Family is the bedrock of Chinese society, at least in theory. But three decades of gut-wrenching change are testing those old bonds. More kids than ever are leaving their hometowns—even the country—in search of jobs. This generation is the first to grow up under the one-child policy, rolled out in 1979. They are "more likely to be spoiled and self-centered," says demographics expert Cai Feng. "As adults, children of this generation lack the inclination to support their parents." Forty-two percent of Chinese families in 2005 consisted of an old couple living alone, according to the National Bureau of Statistics.

That's causing even young parents to rethink the meaning of family in China. For centuries a healthy brood of boys was considered the best form of social security. That's still generally true in the countryside; farmers prefer sons who can work in the fields over a daughter whose earning potential—if any—is transferred to her husband's family. But in China's cities, many young couples now say they prize daughters over sons for their loyalty. "Urban couples all think girls are much better than boys. Girls are more thoughtful, especially towards their parents," says Feng Xiaotian, a sociology professor at Nanjing University who has conducted surveys of Chinese families. In a recent China Youth Daily poll, respondents who preferred a daughter (29 percent) edged out those who wanted a son (28.4 percent).

Others are hoping to increase the odds against abandonment in creative (and sometimes illegal) ways. Some wealthier urbanites simply ignore the one-child policy and pay a fine for having an extra kid. Others give birth abroad, or pretend their first child was born handicapped (a loophole that allows them to have another legally).
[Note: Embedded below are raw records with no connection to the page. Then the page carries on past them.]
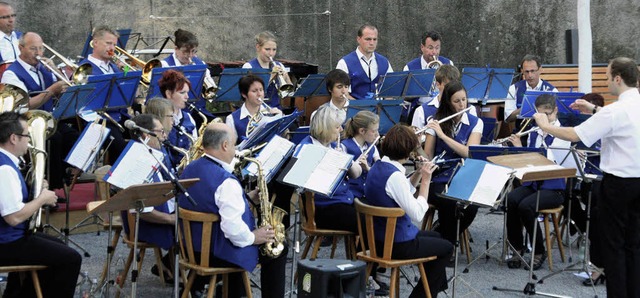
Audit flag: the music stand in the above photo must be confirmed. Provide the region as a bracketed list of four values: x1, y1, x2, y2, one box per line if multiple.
[292, 74, 330, 125]
[145, 64, 207, 103]
[52, 84, 97, 120]
[87, 179, 199, 298]
[80, 72, 142, 118]
[519, 91, 585, 118]
[215, 68, 271, 102]
[346, 99, 403, 134]
[489, 153, 575, 297]
[462, 67, 514, 105]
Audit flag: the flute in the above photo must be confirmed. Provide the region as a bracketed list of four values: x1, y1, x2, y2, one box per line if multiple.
[357, 136, 380, 161]
[415, 106, 474, 135]
[491, 126, 541, 145]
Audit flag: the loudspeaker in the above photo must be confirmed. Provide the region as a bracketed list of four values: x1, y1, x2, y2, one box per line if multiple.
[297, 258, 366, 298]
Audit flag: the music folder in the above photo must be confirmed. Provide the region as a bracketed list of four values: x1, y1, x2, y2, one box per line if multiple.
[52, 83, 96, 120]
[243, 135, 295, 183]
[65, 121, 111, 172]
[438, 158, 513, 208]
[277, 144, 353, 197]
[487, 152, 576, 182]
[146, 64, 207, 102]
[77, 71, 142, 121]
[103, 140, 165, 189]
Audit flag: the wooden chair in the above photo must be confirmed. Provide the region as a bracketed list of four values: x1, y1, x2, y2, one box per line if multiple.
[355, 198, 438, 298]
[299, 191, 356, 260]
[93, 165, 123, 287]
[539, 206, 566, 270]
[177, 207, 252, 298]
[421, 205, 472, 264]
[0, 265, 47, 298]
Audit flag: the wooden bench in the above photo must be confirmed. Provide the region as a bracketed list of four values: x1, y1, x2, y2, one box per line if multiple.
[540, 64, 612, 104]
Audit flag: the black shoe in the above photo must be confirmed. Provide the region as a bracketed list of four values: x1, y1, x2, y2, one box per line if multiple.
[319, 236, 333, 247]
[523, 254, 546, 271]
[150, 264, 174, 285]
[582, 274, 605, 286]
[506, 256, 522, 269]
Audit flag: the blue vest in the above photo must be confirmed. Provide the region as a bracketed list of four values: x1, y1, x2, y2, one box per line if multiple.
[420, 100, 439, 126]
[0, 31, 22, 62]
[433, 113, 479, 183]
[365, 161, 418, 243]
[178, 157, 259, 271]
[342, 138, 375, 198]
[163, 56, 212, 116]
[342, 51, 390, 100]
[522, 131, 566, 190]
[294, 136, 354, 206]
[230, 108, 250, 142]
[121, 201, 174, 249]
[6, 61, 55, 112]
[168, 110, 196, 162]
[514, 80, 555, 108]
[247, 58, 280, 109]
[78, 58, 126, 121]
[0, 151, 28, 243]
[405, 56, 453, 70]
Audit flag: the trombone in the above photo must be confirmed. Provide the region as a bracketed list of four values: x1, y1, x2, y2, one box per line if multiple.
[108, 46, 161, 86]
[40, 42, 93, 85]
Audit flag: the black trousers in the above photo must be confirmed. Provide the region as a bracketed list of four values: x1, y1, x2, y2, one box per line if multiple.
[314, 202, 358, 234]
[428, 183, 479, 245]
[376, 230, 452, 298]
[506, 186, 564, 254]
[192, 245, 288, 298]
[598, 173, 640, 298]
[0, 233, 82, 298]
[47, 120, 80, 190]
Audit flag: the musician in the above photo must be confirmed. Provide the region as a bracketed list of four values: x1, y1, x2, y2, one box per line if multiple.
[145, 97, 175, 137]
[411, 65, 477, 130]
[242, 31, 292, 109]
[342, 110, 380, 199]
[309, 69, 350, 124]
[178, 122, 286, 298]
[403, 30, 454, 72]
[159, 69, 198, 165]
[336, 24, 393, 100]
[161, 28, 221, 118]
[423, 81, 483, 245]
[0, 2, 20, 63]
[120, 114, 176, 282]
[225, 74, 282, 143]
[533, 57, 640, 297]
[0, 111, 81, 298]
[365, 124, 452, 298]
[504, 54, 557, 124]
[504, 94, 570, 270]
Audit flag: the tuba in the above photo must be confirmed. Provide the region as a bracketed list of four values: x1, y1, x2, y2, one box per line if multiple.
[240, 155, 287, 258]
[0, 83, 29, 113]
[26, 110, 57, 232]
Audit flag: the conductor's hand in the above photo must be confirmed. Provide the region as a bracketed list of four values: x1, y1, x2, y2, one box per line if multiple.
[252, 225, 276, 245]
[569, 99, 596, 115]
[37, 189, 57, 207]
[532, 113, 550, 130]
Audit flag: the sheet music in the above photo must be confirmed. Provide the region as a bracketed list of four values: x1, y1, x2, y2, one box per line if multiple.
[65, 122, 111, 172]
[105, 141, 165, 189]
[468, 164, 512, 206]
[514, 164, 565, 180]
[282, 144, 353, 195]
[246, 135, 294, 181]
Some cases have become public scandals, like that of the Communist Party apparatchik who kept six mistresses and had a child with each one, or the entrepreneur in Liaoning province who married, bore a child with and then divorced three successive "wives" in order to have more children. Last week senior family-planning official Zhao Baige said Beijing may phase out the one-child policy, although she couldn't say "at what time, or how."

The regime knows official efforts alone cannot support the aging population. Since workers used to be covered by pensions from their state-owned companies—the "iron rice bowl"—the government has built no real social safety net. Going into a nursing home is still considered vaguely shameful. The China National Committee on Aging recently unveiled a plan to establish a nationwide home-care system by 2010, but simply finding enough facilities and trained nurses will be hard.

Authorities are trying to educate young Chinese about the need to care for their parents. The Education Ministry has supported a resurgence of Confucian studies, which promote respect for elders. "It's important to have family education, school education and social education [on this issue]," says Wu Changping, an expert on population and aging at Renmin University. Some government agencies now even grade employees on filial piety when considering promotions.

Wu Shaoqiu admits his solution isn't for everyone. Another Hubei couple tried something similar. Former construction expert Tian Zhendong and his wife felt "lonely and lost" after their only son immigrated to Canada. They visited him there but couldn't adapt to life in the West. Back home, Tian put out an ad titled "Elderly couple desperately seeking daughter." "We're not looking for a maid, but someone to be with us until we're dead," Tian said. To his surprise, 100 applications poured in. But the couple had to call off their talent search when their son objected. Apparently, not everyone is ready for the new Chinese family.